I was happy to hear Bush's simplified tones. No stark denunciations like the "Axis of Evil," no shady intelligence like the "uranium sold by Niger" line, no bold and politically risky proposals like the social security reform of his 1st term, and no overtly thumping-his-chest "America rocks and everyone else sucks" attitudes, all of which had been seen in States of the Union past. This time Bush kept it simpler and, in turn, I think much more dignified.

When you look at it, he merely presented a series of brief talking points -- none of which enthused a great majority of the chamber. The Republicans liked his message of "staying the course" in Iraq, fighting terrorism, increasing the size of the military, and new tax deductions. The Democrats, on the other hand, applauded mightily at the mention of a guest worker program, our dependency on foreign oil, increasing ethanol subsidies, and addressing the "global climate change."

That's quite a change from past speeches in which Bush attempted to drive home his points to both the Congress and the American public. Bush knows he has lost the Congress. He knows he has lost the American people. And this speech, like his Iraq policy itself, seemed to have the attitude of "let's pick up the pieces and see what we can do with them."

And in the end, the answer is usually "nothing." You end up throwing them out. It's too much work to glue them back together and they'll never look as good again. So you wait until you're able to buy a new one and then you replace it.

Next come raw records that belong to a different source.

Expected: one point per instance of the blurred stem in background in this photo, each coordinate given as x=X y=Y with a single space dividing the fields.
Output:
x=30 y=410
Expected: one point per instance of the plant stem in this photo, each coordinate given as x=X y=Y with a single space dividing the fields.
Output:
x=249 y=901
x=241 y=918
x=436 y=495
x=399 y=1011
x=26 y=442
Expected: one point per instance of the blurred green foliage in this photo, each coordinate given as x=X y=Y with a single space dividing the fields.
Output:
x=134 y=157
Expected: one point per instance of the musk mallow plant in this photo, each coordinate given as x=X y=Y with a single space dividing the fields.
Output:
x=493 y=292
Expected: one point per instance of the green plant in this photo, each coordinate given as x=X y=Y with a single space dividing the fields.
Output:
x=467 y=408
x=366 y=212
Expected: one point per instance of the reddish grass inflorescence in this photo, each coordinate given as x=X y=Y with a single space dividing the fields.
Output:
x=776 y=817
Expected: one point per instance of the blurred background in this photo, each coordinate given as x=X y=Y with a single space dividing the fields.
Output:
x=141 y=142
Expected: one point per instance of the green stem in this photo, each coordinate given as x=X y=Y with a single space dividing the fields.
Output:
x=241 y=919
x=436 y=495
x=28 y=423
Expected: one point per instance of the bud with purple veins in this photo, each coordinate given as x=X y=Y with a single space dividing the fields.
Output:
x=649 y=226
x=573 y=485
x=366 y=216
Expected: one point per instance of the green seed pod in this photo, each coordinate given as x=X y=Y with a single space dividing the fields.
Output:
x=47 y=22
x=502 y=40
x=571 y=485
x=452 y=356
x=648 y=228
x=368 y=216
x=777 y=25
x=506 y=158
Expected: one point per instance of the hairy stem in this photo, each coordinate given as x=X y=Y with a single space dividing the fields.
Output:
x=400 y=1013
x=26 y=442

Such is the presidency of George W. Bush as we wait for 2008.

I will give the President credit for properly acknowledging Nancy Pelosi as the new Speaker of the House. I do think it is a big deal. And I think that he addressed it tonight with class. Afterall, there's no doubt that Mr. Bush is a good person. Even his critics should concede that. There's plenty of criticism to be saved for his politics, but I'm not surprised that he was gracious to Ms. Pelosi.

Also, did anyone else find it interesting how Bush kept the traditional visiting dignitary applause for the very end of the speech? Usually you get those out of the way somewhere up front, right? I guess he was hoping that the mistakes of Iraq or the failure to establish border security might be blurred by all 7'6" of Dikembe Mutombo for those last few minutes?

Finally, in a trivial note, I commend Bush for ending with a simple, straight-forward look at the audience and saying, "God bless." It felt to me like he actually meant what he said when he uttered those all-powerful words that have sadly become cliched. As a Christian, this felt good. I've gotten so tired of the words, "Thank you and may God bless the United States of America." There's certainly nothing wrong with that sentiment, but after hearing 4 presidents over the course of my political lifetime conclude seemingly every speech with those 11 words they've gotten a tad stale. Bush's words "God bless" were more consistent with his simplified tone and personally I found it a welcomed change.